Her voice knocks me from being buried in my thoughts, “I-I don’t know you, and since you invaded my space you have flipped my world around. I don’t believe any of this, and I don’t want anything to do with you.” I brush past her and our shoulders connected, I quickly fall to my knees as visions disrupt my thoughts. She drops to one knee to comfort me as I press my fingers on my temples. “What the hell…” I trail off.
“You received another glimpse of your past, I am assuming.” She states. I shake my head in disagreement.
“No, this was something different. Like, frigid cold and disfigured demons gathered around this person or thing…I don’t know.” I stand up a little unnerved. “Please don’t follow me.” I walk away towards my destination. My ears begin to ring then I hear talking. “Who is that?”
“This isn’t good. She saw not only her past but our future. I don’t know what to do, now she has tapped into her powers, how will I get to her in time?” She asks the gentleman who approached her.
“Well, daughter, more reason to get close to her and get her on our side of this fight. Legion cannot know he has an offspring. Furthermore, he certainly cannot know she is able to walk in both worlds, maybe even more.” The 55-year-old man sighs as he puts his hand on her shoulders.
“Father, what can I do?”
“You are the Daughter of a Preacher, and you are the first of your kind, you can do anything.” He states.
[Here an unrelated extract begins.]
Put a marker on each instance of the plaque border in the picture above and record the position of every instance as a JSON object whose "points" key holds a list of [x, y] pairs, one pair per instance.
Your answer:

It takes me a few seconds to realize I’ve stopped walking. How do I hear a conversation from so far away? Slowly I turn around to look in the direction I just came from, squinting to make out the fuzzy outlines of the woman I left behind and the man who joined her. I shake my head to try to sweep away their words from my memory. Who is Legion and what does he have to do with me?
With a sigh, I turn back around and keep walking away, determined to put this whole confusing incident behind me and forget I ever saw…whatever it was I saw when I touched her.